Reputation: 15
I have the following Lambda function to run my script in AWS Glue when a new occurrence in an S3 bucket is checked.
import json
import boto3
from urllib.parse import unquote_plus
def lambda_handler(event, context):
bucketName = event["Records"][0]["s3"]["bucket"]["name"]
fileNameFull = event["Records"][0]["s3"]["object"]["key"]

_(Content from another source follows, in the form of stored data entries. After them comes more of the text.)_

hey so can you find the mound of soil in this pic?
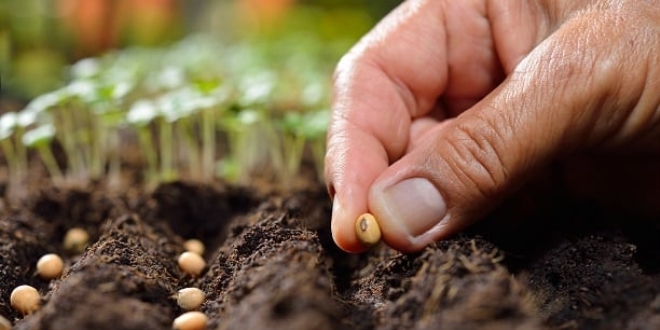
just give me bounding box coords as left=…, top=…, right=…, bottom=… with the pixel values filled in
left=1, top=178, right=660, bottom=330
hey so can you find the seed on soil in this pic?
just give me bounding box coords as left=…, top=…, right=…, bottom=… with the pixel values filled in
left=177, top=252, right=206, bottom=277
left=183, top=239, right=205, bottom=255
left=355, top=213, right=381, bottom=247
left=36, top=253, right=64, bottom=279
left=63, top=227, right=90, bottom=253
left=0, top=315, right=11, bottom=330
left=10, top=285, right=40, bottom=315
left=172, top=311, right=208, bottom=330
left=177, top=287, right=205, bottom=310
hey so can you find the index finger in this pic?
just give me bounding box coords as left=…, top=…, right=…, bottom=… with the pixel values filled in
left=326, top=0, right=451, bottom=252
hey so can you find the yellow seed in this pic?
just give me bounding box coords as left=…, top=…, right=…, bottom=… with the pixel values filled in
left=36, top=253, right=64, bottom=280
left=178, top=252, right=206, bottom=277
left=172, top=311, right=208, bottom=330
left=183, top=239, right=205, bottom=256
left=63, top=228, right=89, bottom=253
left=177, top=288, right=205, bottom=311
left=0, top=314, right=11, bottom=330
left=10, top=285, right=40, bottom=316
left=355, top=213, right=381, bottom=247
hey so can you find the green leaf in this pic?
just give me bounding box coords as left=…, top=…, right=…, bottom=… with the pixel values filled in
left=126, top=100, right=158, bottom=127
left=0, top=112, right=17, bottom=140
left=22, top=123, right=55, bottom=147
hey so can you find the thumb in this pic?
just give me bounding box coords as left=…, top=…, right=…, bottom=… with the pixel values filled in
left=368, top=17, right=649, bottom=252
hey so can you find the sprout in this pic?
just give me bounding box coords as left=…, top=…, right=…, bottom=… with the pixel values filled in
left=95, top=81, right=133, bottom=103
left=157, top=66, right=186, bottom=90
left=127, top=100, right=159, bottom=184
left=65, top=79, right=97, bottom=104
left=272, top=112, right=308, bottom=185
left=10, top=285, right=40, bottom=316
left=7, top=32, right=337, bottom=191
left=22, top=89, right=67, bottom=115
left=127, top=100, right=158, bottom=126
left=267, top=109, right=330, bottom=185
left=87, top=81, right=135, bottom=188
left=22, top=123, right=63, bottom=182
left=302, top=110, right=330, bottom=182
left=16, top=110, right=38, bottom=128
left=0, top=112, right=17, bottom=138
left=238, top=71, right=276, bottom=106
left=0, top=112, right=23, bottom=199
left=219, top=108, right=272, bottom=183
left=301, top=81, right=325, bottom=107
left=71, top=58, right=101, bottom=79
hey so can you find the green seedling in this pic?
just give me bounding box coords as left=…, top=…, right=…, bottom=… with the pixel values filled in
left=5, top=31, right=344, bottom=192
left=89, top=81, right=134, bottom=188
left=126, top=100, right=159, bottom=185
left=273, top=112, right=307, bottom=185
left=218, top=108, right=271, bottom=183
left=191, top=77, right=227, bottom=181
left=156, top=88, right=203, bottom=182
left=0, top=112, right=24, bottom=199
left=272, top=109, right=329, bottom=185
left=301, top=110, right=330, bottom=182
left=22, top=123, right=63, bottom=183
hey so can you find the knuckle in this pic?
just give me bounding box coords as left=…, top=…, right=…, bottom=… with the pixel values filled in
left=441, top=117, right=511, bottom=199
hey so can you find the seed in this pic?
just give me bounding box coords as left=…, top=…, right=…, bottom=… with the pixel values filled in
left=36, top=253, right=64, bottom=280
left=177, top=288, right=205, bottom=310
left=63, top=227, right=89, bottom=253
left=183, top=239, right=205, bottom=256
left=10, top=285, right=40, bottom=315
left=178, top=252, right=206, bottom=277
left=355, top=213, right=381, bottom=247
left=0, top=315, right=11, bottom=330
left=172, top=311, right=207, bottom=330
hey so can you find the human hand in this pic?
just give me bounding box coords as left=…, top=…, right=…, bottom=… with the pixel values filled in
left=325, top=0, right=660, bottom=253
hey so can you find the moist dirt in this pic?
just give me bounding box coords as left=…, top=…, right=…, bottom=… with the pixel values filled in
left=1, top=176, right=660, bottom=330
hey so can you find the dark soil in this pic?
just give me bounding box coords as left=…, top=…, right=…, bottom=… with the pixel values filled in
left=1, top=176, right=660, bottom=329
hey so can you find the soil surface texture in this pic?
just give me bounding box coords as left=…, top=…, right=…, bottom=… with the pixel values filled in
left=1, top=178, right=660, bottom=330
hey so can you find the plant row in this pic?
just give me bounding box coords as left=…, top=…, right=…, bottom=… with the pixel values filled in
left=0, top=34, right=334, bottom=198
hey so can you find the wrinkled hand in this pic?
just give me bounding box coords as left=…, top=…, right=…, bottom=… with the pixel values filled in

fileName = unquote_plus(fileNameFull)
print(bucket, fileName)
glue = boto3.client('glue')
response = glue.start_job_run(
JobName = 'My_Job_Glue',
Arguments = {
'--s3_target_path_key': fileName,
'--s3_target_path_bucket': bucketName
}
)
return {
'statusCode': 200,
'body': json.dumps('Hello from Lambda!')
}
At first it works great and I'm partially getting what I need it to do. What actually happens, is that I will always have more than one file occurrence for the same Bucket and this current logic is running my Glue script at each occurrence (if I have 3 files, I have 3 Glue job runs). How could I improve my function in order to run my script only when all new data is identified? Today I have Kafka Connect configured that batches 5000 records and if at the end of a few minutes this batch is not reached it forces as many records as it has there.
Upvotes: 0
Views: 702
Reputation: 852
S3 allows you to notify Lambda functions using Simple Queue Service (SQS). Using SQS allows you to batch messages to Lambda.
Upvotes: 1